The Definition of Us”
We met in college
me, a teeny bopper with a head full of books and dreams dressed in Vogue,
him, a lover of all things grown with vinyl in his veins
and streetwear stitched into his soul.
He asked to borrow my dictionary.
I said yes.
He asked again.
Still yes.
By day three I thought, “This boy needs to buy his own damn dictionary.”
But really,
he was looking for the right word
to ask for my number.
He finally did.
We went on one date.
Romance didn’t bloom
or maybe I was too shy to water it.
But something else grew.
Something steady.
Something true.
And now,
two decades later,
I sit across from him
older, softer, wiser
and I smile.
Because maybe that missed spark back then
was the universe’s way of protecting
the flame we’d actually need.
When my father passed, he held me up.
When his grandfather passed, I did the same.

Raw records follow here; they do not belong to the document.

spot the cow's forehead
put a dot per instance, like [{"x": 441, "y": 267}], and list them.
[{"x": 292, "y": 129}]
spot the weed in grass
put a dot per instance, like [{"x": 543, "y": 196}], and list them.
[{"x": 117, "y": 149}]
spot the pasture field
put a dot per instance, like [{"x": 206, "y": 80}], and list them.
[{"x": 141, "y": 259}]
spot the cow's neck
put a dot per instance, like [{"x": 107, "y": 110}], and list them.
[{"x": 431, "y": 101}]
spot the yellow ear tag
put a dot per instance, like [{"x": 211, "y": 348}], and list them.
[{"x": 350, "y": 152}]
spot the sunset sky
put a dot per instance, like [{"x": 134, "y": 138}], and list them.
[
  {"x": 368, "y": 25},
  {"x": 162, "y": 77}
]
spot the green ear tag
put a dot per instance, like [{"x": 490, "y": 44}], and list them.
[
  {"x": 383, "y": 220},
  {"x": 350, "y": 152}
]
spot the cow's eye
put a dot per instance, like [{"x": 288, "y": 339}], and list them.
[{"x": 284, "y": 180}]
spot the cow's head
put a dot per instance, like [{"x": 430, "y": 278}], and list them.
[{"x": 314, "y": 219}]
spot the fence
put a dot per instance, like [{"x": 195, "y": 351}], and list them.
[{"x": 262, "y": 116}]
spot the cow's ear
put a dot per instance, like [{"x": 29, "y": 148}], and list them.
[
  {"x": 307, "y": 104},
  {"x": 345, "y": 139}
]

Through heartbreaks and hard days,
when
as he says
life be lifin’,
we showed up for each other.
No masks. No pretending.
He’s watched me bloom into this woman
bold, bruised, but still beautiful.
And I’ve seen him become a man
steady, soulful, and so damn handsome.
This moment right here
no candles, no fancy setting
just two friends
breaking bread,
laughing with full hearts,
is everything.
Real friendship.
The kind where I get to be 100% me,
and he gets to be exactly who he is.
No edits. No performance.
If you looked up friend in that old dictionary,
you’d find something close to what we have.
But even Webster ain’t got the words for this.
And maybe that’s the beauty of it.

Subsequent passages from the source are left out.